Kent Lake has previously issued a public presentation detailing its opposition to the Company’s proposed transaction (the "Transaction") with Akoya and has also nominated three highly qualified, independent candidates for election to the Quanterix Board of Directors (the "Board").

Kent Lake’s statement follows:

"We are deeply disturbed that Quanterix is moving forward with one of the most egregious elements of the merger agreement with Akoya (the "Merger Agreement"). Quanterix is now poised to provide $30 million in bridge financing to Akoya before shareholders have even had the opportunity to vote on the Transaction. What’s worse is the fact that Akoya can draw on these notes until July 9, 2025, even if the Transaction is lawfully terminated before that date.
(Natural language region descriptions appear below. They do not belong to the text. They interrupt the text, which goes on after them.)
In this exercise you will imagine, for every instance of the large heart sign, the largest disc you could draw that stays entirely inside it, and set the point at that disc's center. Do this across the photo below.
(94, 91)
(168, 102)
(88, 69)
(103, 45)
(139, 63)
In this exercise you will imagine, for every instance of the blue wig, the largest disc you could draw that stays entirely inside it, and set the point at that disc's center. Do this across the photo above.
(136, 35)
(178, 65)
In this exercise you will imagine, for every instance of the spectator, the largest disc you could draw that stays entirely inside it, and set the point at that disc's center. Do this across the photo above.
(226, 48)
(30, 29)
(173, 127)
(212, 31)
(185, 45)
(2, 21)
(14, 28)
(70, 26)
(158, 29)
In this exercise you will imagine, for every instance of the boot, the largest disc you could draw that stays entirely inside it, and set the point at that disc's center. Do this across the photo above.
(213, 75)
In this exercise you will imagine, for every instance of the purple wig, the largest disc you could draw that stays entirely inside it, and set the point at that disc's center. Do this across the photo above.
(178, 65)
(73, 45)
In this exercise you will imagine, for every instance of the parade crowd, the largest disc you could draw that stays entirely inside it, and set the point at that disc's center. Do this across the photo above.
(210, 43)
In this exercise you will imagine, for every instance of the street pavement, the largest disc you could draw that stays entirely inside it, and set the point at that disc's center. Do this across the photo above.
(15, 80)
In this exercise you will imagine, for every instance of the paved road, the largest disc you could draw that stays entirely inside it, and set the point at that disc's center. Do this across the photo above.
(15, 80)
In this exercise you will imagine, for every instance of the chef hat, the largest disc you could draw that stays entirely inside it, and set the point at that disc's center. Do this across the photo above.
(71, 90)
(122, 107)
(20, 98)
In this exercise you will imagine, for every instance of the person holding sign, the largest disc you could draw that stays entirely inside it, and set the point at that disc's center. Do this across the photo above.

As a result, Quanterix is now shoring up Akoya, which faces a near-term liquidity crisis, with $30 million of shareholders’ money. This sort of backdoor financing is highly unfavorable to Quanterix shareholders, who will now be left holding Akoya’s high-risk subordinated distressed debt. We believe the Board has further violated its fiduciary duties by not providing comprehensive disclosures on the bridge financing. Furthermore, Quanterix shareholders have not been provided with any disclosure around the commercial reasonableness of the bridge financing terms – for which apparently no fairness opinion was issued.

More broadly, we call on Quanterix to provide further disclosure about how Akoya’s desperate need for a bridge loan factored into the Board’s valuation of Akoya and, if Akoya truly needs such a loan, whether that calls into question the forecasts used by Quanterix to justify the Transaction.

This latest development is yet another unfortunate illustration of how the Transaction is not in the best interests of Quanterix shareholders and why they should vote AGAINST both proposals related to its approval."